Recordé al escritor y periodista argentino a propósito de los treinta años de la muerte de Jorge Luis Borges, ocurrida el 14 de junio de 1986. Braceli lo entrevistó varias veces entre 1965 y 1977. Luego de todos esos encuentros, encontró que existía un Borges que se colaba en medio de los otros que el mismo autor de Ficciones decía que existían: un Borges aparentemente ingenuo que opinaba sobre política, que tenía fuertes prejuicios raciales, “que se dedicaba a hacerle zancadillas al sentido común”.
En el reportaje titulado El tercer Borges, el de la palabra irreparable, recogido en 1996 en Caras, caritas y caretas (Sudamericana), Braceli muestra a uno que califica de “juguetón, perverso, atroz”. Es decir, un Borges que entendía todo demasiado cínicamente. Siempre me fue, de cierta forma, indiferente este Borges. Indiferente por inocuo.
Aun así, lo que Braceli revela espanta. Dijo un Borges poseído de espíritu sarmientino: “Por supuesto que resultan insoportables los negros... no me desdigo de lo que tantas veces afirmé: los norteamericanos cometieron un grave error al educarlos; como esclavos eran como chicos, eran más felices y menos molestos”. O: “Los gauchos argentinos fueron unos brutos... no sabían ni leer ni escribir, y menos para quién luchaban. Si todavía los recordamos es porque los escribieron gentes cultas, que nada tenían de gauchos”. O: "¿Vasco? Yo no entiendo cómo alguien puede sentirse orgulloso de ser vasco... Los vascos me parecen más inservibles que los negros y fíjese que los negros no han servido para otra cosa que para ser esclavos”. O: "(...) la gente rica sufre mucho y es muy desdichada. Los pobres sufren mucho menos que los ricos”.

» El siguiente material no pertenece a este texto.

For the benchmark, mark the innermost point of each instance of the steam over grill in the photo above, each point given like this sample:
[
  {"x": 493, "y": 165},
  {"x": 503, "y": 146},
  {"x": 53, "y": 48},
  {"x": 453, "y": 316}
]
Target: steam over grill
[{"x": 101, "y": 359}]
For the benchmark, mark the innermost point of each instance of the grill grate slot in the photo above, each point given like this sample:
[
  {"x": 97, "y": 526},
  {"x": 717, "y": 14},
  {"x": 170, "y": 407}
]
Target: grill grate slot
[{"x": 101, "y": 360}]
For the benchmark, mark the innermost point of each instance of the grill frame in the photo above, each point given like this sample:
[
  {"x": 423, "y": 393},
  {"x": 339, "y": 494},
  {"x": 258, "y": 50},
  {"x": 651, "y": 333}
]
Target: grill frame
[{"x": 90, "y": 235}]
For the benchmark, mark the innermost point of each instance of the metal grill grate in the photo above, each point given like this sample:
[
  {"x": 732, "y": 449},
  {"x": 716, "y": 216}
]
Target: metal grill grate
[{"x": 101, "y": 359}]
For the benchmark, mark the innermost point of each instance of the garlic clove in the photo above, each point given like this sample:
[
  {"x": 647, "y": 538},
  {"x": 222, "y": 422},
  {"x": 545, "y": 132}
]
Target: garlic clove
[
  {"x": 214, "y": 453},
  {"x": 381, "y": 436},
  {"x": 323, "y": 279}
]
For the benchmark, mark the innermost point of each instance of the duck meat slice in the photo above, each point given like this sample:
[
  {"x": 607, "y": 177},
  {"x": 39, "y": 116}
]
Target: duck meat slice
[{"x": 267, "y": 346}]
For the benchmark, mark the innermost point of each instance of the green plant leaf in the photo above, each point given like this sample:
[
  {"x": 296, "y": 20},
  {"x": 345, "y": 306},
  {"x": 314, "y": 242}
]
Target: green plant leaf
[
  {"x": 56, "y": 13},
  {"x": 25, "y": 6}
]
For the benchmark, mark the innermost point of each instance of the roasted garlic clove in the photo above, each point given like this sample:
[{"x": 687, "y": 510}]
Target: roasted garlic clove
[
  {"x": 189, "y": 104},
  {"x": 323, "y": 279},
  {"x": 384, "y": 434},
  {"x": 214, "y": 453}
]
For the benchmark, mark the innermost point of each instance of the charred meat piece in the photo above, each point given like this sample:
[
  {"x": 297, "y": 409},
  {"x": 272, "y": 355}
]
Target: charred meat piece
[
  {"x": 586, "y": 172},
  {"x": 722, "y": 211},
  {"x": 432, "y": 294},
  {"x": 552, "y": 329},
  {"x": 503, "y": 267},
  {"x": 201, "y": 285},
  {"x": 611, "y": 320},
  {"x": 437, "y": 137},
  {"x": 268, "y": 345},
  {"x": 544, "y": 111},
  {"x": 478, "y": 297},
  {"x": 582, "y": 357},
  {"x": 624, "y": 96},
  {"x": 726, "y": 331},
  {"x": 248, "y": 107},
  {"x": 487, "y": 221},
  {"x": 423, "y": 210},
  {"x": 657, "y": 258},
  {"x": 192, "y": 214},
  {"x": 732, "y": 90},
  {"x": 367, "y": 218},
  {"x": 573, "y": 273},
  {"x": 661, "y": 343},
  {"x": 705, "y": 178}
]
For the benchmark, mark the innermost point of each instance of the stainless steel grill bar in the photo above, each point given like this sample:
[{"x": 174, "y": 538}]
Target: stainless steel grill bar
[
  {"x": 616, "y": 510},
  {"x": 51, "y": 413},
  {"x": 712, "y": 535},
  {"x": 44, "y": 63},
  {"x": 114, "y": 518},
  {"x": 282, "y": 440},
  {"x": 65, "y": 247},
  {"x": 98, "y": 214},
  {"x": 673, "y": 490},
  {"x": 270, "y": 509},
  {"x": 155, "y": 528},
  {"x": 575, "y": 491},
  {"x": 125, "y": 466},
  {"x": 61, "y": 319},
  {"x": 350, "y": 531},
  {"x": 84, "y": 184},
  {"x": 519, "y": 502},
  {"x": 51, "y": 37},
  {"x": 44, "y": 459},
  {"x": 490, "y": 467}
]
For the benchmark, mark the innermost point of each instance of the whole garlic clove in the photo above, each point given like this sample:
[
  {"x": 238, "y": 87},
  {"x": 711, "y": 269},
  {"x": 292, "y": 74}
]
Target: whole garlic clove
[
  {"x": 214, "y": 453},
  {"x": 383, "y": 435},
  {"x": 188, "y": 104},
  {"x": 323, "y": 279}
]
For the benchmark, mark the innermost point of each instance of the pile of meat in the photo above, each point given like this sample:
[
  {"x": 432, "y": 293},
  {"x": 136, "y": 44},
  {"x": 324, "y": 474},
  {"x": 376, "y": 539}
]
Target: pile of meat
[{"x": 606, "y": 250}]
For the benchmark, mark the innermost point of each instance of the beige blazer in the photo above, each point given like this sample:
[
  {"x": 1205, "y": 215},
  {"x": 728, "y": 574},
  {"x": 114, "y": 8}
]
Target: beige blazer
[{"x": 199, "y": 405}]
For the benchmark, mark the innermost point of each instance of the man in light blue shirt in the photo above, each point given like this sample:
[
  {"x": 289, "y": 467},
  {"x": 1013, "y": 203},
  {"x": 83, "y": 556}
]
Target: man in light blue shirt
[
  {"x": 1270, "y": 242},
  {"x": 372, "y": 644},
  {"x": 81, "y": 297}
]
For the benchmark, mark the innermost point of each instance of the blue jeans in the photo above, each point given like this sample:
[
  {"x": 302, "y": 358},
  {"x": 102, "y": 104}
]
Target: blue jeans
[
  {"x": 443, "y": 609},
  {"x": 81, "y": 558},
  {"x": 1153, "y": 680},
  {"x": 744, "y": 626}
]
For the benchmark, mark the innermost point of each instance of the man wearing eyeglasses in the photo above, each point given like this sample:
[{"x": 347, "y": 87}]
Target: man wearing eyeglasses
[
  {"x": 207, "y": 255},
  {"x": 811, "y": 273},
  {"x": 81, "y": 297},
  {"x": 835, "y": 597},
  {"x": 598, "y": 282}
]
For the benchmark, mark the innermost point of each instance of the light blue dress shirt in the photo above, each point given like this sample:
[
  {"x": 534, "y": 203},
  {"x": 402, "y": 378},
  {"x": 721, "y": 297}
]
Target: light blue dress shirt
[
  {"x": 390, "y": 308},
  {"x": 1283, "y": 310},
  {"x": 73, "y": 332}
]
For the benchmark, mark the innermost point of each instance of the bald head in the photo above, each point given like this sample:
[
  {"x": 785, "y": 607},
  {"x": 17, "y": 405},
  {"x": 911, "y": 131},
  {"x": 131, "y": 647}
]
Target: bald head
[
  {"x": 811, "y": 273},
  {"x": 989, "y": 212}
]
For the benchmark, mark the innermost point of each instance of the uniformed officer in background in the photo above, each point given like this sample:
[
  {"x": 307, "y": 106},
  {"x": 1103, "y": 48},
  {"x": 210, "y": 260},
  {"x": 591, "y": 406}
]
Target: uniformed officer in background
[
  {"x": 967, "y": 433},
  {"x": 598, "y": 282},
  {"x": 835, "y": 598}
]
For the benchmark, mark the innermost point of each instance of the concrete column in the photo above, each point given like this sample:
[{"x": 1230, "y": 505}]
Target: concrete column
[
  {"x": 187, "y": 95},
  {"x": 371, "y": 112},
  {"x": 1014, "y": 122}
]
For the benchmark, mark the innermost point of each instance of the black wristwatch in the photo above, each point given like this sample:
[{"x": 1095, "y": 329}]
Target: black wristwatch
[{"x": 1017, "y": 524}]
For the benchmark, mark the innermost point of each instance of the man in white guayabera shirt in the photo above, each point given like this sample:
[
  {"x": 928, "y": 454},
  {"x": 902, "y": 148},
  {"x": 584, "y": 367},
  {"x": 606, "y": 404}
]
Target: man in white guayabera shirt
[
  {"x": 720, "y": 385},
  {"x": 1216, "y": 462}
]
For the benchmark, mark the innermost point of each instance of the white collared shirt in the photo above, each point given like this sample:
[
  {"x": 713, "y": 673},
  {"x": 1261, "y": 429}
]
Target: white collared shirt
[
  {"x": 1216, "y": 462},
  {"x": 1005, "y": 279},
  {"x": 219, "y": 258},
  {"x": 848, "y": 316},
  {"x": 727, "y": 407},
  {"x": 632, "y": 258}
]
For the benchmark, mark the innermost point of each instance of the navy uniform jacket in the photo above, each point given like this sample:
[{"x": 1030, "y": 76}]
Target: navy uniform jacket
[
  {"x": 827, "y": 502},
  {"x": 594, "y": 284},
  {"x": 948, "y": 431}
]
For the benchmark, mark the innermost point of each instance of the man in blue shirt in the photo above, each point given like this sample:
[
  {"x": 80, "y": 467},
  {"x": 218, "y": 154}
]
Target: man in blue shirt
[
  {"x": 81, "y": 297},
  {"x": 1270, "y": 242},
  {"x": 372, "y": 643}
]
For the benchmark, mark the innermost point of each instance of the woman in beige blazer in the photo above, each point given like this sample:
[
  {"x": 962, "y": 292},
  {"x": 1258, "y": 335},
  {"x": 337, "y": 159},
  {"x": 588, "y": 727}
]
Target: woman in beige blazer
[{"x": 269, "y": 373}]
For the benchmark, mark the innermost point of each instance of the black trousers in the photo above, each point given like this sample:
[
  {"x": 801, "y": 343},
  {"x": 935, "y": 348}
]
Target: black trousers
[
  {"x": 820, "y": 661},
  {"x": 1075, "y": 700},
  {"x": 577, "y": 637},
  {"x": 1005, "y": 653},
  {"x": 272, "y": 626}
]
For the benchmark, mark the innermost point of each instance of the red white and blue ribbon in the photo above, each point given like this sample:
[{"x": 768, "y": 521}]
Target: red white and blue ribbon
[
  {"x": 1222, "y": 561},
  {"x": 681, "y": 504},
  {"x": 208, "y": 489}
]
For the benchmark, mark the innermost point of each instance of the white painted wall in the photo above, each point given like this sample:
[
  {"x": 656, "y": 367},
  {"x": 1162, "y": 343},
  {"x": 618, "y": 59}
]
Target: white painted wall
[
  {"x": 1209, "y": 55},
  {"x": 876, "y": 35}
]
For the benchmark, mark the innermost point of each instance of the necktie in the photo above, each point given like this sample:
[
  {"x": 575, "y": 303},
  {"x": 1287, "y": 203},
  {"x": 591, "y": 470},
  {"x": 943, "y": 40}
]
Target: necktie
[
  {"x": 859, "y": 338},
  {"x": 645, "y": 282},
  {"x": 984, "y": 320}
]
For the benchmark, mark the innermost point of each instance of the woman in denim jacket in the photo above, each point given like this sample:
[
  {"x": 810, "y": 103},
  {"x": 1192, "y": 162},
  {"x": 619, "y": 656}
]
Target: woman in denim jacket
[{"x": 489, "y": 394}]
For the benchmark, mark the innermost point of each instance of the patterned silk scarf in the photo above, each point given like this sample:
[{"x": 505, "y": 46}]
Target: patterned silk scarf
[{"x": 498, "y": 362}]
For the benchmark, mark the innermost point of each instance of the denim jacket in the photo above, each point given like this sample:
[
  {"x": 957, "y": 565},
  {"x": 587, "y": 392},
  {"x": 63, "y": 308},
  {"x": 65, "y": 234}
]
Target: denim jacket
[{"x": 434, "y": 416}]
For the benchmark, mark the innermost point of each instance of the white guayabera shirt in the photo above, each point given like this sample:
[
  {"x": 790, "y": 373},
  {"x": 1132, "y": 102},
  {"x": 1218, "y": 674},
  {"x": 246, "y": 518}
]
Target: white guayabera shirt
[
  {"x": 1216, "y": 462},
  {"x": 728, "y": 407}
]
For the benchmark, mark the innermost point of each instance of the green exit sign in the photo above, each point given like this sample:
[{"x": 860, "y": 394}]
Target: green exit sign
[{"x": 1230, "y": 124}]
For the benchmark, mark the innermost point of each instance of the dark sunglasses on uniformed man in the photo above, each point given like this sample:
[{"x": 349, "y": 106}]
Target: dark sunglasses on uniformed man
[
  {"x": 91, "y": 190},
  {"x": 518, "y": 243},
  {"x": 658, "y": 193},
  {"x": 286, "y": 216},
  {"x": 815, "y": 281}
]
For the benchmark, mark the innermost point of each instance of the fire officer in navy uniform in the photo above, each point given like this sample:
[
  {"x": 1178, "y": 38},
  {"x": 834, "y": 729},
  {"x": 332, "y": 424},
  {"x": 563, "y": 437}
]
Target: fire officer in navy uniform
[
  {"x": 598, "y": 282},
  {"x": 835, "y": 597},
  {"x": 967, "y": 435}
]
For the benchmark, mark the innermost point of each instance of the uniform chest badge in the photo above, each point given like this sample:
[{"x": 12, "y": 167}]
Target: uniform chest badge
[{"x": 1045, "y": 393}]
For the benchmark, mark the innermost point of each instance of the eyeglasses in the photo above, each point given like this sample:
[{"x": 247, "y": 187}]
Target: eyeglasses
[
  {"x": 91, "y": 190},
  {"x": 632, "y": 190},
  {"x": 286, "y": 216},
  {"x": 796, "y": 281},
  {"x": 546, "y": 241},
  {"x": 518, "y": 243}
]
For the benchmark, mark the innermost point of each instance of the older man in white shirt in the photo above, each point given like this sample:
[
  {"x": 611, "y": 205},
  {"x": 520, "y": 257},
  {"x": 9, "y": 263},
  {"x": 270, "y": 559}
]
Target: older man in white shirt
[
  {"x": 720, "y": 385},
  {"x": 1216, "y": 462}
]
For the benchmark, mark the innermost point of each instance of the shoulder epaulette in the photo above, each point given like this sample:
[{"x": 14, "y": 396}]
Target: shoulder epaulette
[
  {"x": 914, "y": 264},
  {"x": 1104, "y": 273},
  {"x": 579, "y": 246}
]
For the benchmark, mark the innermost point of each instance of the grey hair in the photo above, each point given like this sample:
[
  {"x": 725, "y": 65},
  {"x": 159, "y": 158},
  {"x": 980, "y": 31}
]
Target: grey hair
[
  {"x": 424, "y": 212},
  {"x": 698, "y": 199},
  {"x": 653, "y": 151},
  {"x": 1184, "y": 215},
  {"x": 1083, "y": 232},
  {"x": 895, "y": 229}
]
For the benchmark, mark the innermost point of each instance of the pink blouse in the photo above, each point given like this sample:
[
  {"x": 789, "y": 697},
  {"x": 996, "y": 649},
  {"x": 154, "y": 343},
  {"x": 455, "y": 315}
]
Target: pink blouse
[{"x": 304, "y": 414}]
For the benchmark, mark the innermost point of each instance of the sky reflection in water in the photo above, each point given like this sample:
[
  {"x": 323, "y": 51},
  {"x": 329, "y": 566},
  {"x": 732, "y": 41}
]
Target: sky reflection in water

Ese Borges era estúpidamente laberíntico, a diferencia del de sus cuentos algebraicos. Pero, opuestamente a un Louis Ferdinand Celine o a un Mario Halley Mora, su infamia solía reducirse a la mera charlatanería, y no a los arrabales miserables de la delación y del colaboracionismo.
Había escrito que solo el olvido no existe. Como suele suceder, su poética sentencia también lo sentenció. Aunque lo prefiramos olvidable.